## TensorFlow 2.0 설치
[런타임] -> [런타임 유형변경]에서 하드웨어 가속기를 꼭 GPU로 설정!

In [0]:
!pip install tensorflow-gpu==2.0.0-rc1

# RNN Basics

RNN의 API의 사용법과, input shape, output shape 등의 기본적인 것들에 대해서 알아봅니다.

In [0]:
## library import
import tensorflow as tf
from tensorflow import keras
from tensorflow.keras import layers
import numpy as np
import matplotlib.pyplot as plt
import os

print(tf.__version__)
print(keras.__version__)

## Preparing Dataset

In [0]:
# One hot encoding for each char in 'hello'
h = [1, 0, 0, 0]
e = [0, 1, 0, 0]
l = [0, 0, 1, 0]
o = [0, 0, 0, 1]

![image](https://cloud.githubusercontent.com/assets/901975/23348727/cc981856-fce7-11e6-83ea-4b187473466b.png)

In [0]:
x_data = np.array([[h]], dtype=np.float32)

hidden_size = 2

rnn = layers.SimpleRNN(units=hidden_size, return_sequences=True,
                       return_state=True) # layers.SimpleRNNCell + layers.RNN

outputs, states = rnn(x_data)

print('x_data: {}, shape: {}'.format(x_data, x_data.shape))
print('outputs: {}, shape: {}'.format(outputs, outputs.shape))
print('states: {}, shape: {}'.format(states, states.shape))

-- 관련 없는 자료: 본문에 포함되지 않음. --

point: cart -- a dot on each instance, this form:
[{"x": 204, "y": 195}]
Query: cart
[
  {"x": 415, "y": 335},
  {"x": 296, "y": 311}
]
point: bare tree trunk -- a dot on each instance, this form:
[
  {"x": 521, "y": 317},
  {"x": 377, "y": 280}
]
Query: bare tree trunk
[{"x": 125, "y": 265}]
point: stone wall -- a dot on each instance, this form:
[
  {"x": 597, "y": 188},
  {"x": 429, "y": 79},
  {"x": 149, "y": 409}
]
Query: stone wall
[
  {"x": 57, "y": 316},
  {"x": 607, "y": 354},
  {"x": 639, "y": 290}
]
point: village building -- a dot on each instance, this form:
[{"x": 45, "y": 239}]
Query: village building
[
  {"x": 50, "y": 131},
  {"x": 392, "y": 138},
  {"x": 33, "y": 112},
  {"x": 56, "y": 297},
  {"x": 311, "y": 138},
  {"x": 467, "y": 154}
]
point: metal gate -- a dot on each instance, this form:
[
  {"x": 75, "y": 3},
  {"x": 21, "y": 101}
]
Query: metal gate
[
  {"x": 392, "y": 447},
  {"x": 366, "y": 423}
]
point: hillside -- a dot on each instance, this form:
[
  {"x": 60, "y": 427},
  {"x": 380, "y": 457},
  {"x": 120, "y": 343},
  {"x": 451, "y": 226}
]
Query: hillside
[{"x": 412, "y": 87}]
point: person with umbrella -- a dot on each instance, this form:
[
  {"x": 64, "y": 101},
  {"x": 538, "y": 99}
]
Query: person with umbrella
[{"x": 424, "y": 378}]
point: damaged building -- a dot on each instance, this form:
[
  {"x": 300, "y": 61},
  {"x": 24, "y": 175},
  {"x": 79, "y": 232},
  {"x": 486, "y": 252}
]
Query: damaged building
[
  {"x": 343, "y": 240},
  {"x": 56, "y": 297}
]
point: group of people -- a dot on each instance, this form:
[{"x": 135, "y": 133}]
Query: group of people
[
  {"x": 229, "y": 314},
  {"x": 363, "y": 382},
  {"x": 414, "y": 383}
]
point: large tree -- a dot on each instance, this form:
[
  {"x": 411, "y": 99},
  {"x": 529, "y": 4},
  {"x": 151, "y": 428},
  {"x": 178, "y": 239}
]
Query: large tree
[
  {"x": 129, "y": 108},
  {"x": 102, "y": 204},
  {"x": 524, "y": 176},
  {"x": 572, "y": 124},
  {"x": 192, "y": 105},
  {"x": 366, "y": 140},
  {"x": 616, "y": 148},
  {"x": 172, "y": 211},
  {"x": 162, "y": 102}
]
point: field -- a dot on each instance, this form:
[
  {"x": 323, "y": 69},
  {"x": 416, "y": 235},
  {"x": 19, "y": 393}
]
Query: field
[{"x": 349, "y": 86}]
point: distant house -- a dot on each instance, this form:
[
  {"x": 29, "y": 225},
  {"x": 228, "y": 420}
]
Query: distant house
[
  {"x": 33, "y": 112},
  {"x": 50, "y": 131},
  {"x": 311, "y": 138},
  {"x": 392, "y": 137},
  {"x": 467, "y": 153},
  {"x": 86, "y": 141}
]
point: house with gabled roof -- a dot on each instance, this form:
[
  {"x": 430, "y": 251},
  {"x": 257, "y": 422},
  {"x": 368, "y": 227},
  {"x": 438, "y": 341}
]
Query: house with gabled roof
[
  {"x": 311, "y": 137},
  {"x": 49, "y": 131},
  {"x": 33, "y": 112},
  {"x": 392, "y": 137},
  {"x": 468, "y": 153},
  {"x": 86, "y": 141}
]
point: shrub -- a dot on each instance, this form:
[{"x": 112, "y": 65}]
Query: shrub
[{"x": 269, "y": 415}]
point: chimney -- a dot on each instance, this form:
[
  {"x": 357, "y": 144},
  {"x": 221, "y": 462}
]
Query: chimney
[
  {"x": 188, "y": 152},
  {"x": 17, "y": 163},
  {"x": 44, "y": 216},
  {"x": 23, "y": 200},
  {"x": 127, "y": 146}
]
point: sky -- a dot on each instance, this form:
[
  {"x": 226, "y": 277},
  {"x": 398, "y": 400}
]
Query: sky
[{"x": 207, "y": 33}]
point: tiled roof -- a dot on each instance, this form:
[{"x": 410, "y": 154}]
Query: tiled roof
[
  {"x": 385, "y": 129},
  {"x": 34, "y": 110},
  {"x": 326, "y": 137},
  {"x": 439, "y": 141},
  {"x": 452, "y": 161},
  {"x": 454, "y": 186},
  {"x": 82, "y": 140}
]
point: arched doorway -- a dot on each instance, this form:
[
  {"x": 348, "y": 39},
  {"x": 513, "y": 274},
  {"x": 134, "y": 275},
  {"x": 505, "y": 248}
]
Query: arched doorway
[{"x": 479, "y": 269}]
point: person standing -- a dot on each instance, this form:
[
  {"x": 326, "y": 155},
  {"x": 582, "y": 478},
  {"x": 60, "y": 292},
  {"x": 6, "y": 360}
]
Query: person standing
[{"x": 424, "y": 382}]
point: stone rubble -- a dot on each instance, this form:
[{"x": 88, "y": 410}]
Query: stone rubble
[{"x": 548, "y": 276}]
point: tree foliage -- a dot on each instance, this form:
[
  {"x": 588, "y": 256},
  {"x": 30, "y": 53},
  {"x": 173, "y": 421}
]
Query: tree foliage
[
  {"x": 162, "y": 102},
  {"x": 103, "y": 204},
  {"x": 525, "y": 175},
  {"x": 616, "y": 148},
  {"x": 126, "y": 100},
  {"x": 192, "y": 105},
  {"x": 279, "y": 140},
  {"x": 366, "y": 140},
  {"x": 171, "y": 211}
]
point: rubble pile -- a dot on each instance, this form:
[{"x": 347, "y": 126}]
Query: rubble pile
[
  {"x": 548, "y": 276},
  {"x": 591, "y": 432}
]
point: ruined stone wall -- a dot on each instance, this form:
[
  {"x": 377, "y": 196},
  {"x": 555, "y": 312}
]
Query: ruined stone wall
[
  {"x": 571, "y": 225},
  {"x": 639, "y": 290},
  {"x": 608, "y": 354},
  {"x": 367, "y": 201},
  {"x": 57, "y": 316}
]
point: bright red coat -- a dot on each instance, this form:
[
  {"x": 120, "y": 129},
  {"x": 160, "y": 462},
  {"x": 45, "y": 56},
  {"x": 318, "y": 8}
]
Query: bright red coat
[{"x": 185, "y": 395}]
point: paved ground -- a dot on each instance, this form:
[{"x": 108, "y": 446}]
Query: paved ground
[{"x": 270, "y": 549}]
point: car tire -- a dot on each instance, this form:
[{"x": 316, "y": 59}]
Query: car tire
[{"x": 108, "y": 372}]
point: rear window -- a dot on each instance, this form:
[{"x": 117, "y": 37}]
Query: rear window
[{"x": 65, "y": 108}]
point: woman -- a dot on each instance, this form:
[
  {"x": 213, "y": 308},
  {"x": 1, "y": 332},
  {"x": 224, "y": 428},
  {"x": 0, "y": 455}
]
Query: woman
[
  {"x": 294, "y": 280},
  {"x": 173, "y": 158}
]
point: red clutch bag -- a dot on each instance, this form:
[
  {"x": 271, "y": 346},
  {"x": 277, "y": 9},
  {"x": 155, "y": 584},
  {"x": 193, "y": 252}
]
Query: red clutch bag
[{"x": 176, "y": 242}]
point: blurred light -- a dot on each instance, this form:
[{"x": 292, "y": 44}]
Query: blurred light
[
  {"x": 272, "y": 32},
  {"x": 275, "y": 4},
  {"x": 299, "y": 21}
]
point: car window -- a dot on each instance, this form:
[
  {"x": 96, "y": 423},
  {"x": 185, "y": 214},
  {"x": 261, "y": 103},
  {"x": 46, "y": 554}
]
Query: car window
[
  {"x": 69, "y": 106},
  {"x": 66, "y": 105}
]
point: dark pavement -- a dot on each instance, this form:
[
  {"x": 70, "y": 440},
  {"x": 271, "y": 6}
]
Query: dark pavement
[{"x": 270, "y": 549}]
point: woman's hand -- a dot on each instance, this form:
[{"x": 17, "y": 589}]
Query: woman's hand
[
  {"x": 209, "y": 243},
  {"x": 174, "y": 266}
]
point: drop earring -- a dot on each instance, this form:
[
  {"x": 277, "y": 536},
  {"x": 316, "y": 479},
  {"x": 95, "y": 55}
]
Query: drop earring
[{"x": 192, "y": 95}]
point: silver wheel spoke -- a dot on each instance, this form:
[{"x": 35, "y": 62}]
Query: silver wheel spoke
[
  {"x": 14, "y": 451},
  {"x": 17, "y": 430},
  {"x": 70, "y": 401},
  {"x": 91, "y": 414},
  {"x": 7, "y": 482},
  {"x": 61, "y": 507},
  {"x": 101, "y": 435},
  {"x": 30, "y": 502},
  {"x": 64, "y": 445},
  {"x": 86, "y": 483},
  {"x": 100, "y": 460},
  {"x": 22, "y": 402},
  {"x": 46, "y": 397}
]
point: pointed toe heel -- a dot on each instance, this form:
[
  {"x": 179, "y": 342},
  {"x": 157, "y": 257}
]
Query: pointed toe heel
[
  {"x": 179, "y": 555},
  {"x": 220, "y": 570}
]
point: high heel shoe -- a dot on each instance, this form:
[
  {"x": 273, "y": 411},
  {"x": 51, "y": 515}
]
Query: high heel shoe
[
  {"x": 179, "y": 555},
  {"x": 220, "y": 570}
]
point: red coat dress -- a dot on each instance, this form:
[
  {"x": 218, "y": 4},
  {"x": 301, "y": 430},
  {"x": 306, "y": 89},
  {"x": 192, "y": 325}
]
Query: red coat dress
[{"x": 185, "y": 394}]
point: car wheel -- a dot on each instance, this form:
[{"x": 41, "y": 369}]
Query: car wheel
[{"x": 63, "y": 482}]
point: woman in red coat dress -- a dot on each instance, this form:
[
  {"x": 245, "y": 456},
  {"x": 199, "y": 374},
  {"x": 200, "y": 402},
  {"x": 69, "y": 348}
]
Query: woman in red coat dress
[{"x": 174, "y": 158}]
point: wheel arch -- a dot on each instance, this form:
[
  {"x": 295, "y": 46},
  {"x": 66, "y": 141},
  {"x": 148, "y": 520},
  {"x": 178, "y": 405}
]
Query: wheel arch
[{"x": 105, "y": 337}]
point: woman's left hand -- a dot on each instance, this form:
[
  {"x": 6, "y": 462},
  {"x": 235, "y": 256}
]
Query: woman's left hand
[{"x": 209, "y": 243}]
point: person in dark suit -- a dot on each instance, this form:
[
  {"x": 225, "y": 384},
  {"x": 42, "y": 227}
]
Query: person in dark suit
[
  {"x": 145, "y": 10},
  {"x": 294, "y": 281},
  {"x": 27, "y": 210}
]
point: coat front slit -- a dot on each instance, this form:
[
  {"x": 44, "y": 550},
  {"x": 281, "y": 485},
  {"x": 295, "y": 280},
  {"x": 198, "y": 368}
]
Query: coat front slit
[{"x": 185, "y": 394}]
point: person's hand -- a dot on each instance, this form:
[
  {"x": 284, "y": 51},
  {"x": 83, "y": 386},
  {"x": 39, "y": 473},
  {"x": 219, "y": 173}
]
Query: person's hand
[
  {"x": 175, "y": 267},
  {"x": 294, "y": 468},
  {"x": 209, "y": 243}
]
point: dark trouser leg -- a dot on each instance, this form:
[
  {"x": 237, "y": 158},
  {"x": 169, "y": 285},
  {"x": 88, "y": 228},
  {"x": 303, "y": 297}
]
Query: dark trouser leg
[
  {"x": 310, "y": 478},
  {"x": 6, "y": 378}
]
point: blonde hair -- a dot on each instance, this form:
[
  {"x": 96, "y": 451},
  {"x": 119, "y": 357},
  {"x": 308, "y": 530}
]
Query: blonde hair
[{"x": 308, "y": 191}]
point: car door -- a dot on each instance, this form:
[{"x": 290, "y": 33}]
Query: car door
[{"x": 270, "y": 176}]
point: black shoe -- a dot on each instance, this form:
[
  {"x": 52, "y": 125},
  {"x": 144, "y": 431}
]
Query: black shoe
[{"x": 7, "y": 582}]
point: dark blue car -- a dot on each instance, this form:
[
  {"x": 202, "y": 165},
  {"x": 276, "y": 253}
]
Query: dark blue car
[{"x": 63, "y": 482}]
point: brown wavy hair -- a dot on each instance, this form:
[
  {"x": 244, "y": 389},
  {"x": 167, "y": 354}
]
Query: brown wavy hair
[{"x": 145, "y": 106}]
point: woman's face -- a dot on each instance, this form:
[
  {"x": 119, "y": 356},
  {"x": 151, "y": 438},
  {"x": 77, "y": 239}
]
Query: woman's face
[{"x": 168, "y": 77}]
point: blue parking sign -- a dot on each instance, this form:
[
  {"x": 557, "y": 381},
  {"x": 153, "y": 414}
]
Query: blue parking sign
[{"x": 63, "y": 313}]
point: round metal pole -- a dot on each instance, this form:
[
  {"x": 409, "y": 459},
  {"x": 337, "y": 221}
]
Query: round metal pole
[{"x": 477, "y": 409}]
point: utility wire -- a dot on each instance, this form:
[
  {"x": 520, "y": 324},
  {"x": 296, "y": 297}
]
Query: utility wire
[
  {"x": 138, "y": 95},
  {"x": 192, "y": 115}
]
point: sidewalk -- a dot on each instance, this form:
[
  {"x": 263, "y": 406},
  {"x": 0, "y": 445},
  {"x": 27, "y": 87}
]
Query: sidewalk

## Unfolding to n sequences

![image](https://cloud.githubusercontent.com/assets/901975/23383634/649efd0a-fd82-11e6-925d-8041242743b0.png)

In [0]:
# One cell RNN input_dim (4) -> output_dim (2). sequence: 5
x_data = np.array([[h, e, l, l, o]], dtype=np.float32)

hidden_size = 2
rnn = layers.SimpleRNN(units=2, return_sequences=True, return_state=True)    
outputs, states = rnn(x_data)

print('x_data: {}, shape: {} \n'.format(x_data, x_data.shape))
print('outputs: {}, shape: {} \n'.format(outputs, outputs.shape))
print('states: {}, shape: {}'.format(states, states.shape))

## Batching input

![image](https://cloud.githubusercontent.com/assets/901975/23383681/9943a9fc-fd82-11e6-8121-bd187994e249.png)

In [0]:
# One cell RNN input_dim (4) -> output_dim (2). sequence: 5, batch 3
# 3 batches 'hello', 'eolll', 'lleel'
x_data = np.array([[h, e, l, l, o],
                   [e, o, l, l, l],
                   [l, l, e, e, l]], dtype=np.float32)

hidden_size = 2
rnn = layers.SimpleRNN(units=2, return_sequences=True, return_state=True)    
outputs, states = rnn(x_data)

print('x_data: {}, shape: {} \n'.format(x_data, x_data.shape))
print('outputs: {}, shape: {} \n'.format(outputs, outputs.shape))
print('states: {}, shape: {}'.format(states, states.shape))

## No return sequences

In [0]:
rnn = layers.SimpleRNN(units=2, return_sequences=False, return_state=True)    
outputs, states = rnn(x_data)

print('x_data: {}, shape: {} \n'.format(x_data, x_data.shape))
print('outputs: {}, shape: {} \n'.format(outputs, outputs.shape))
print('states: {}, shape: {}'.format(states, states.shape))

## No return state

In [0]:
rnn = layers.SimpleRNN(units=2, return_sequences=False, return_state=False)    
outputs = rnn(x_data)

print('x_data: {}, shape: {} \n'.format(x_data, x_data.shape))
print('outputs: {}, shape: {} \n'.format(outputs, outputs.shape))

## GRU

In [0]:
rnn = layers.GRU(units=2, return_sequences=False, return_state=True)    
outputs, states = rnn(x_data)

print('x_data: {}, shape: {} \n'.format(x_data, x_data.shape))
print('outputs: {}, shape: {} \n'.format(outputs, outputs.shape))
print('states: {}, shape: {}'.format(states, states.shape))

## LSTM

In [0]:
rnn = layers.LSTM(units=2, return_sequences=False, return_state=True)    
outputs, h_states, c_states = rnn(x_data)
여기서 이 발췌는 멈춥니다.